Dr. Duruisseau:  To get in for employment or as a student you really have to be prepared to be in a position to compete.  Do the work, get credentials, have some experience in something.  I went to the best schools and pursued degrees that would let me get in anywhere.  Starting at the beginning in the UC System, it’s better to come in with a skill.  The UC System is geared towards research, teaching and discovery; you can’t crossover without credentials to get into the core of the university.  There is a little opportunity in Support Services but not much.  Get to know what UC Davis System is about.  To move up you really have to be prepared and have a tremendous amount of credentials, you have to have a Masters to be assured of your career track.  It is too hard to compete without proper credentials.  I came here with a PhD and 12 years of experience; so I was able to be at the table.  I was never outside of the board room and I was able to be effective and in a position where I did not have to ask for a lot of permission.  If you want to make an impact, you must be in the board room at the highest level.  There is no hook-up or shortcut.  There is no substitute for being prepared or putting in hard work.

THE HUB: If you could have dinner with any person who ever lived, who would it be?  Why them?

Dr. Duruisseau:  Martin Luther King, Jr. I was so impressed and enamored with him.  I had a big photo of him in my office.  His sayings and messages telling all of us what it’s good to do for humanity.  To see how he became so committed, to give up his life at such a young age, at 38 he made such an impact worldwide.

THE HUB: What do you like to do for entertainment?

Dr.
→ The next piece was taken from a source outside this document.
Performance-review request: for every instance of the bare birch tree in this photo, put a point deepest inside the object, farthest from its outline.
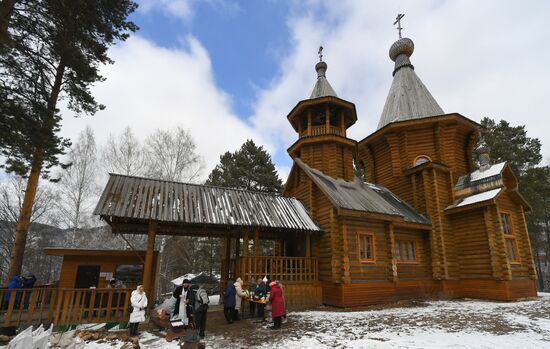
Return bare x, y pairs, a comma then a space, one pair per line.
171, 155
123, 154
78, 188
Duruisseau:  For exercise I jog 1 ½ miles a day, I am proud to say I am the same weight I was when I was 18 years old in high school.  I enjoy golfing as well as sitting around with close friends to debate current issues the world is faced with; one learns all the time.

THE HUB: What’s something people would be surprised to know about you?

Dr. Duruisseau:  People may be surprised to know I just want to make sense out of my existence.   I haven’t veered too much to the right or left, I’m pretty much an open book.  What you see is what you get, it’s always consistent.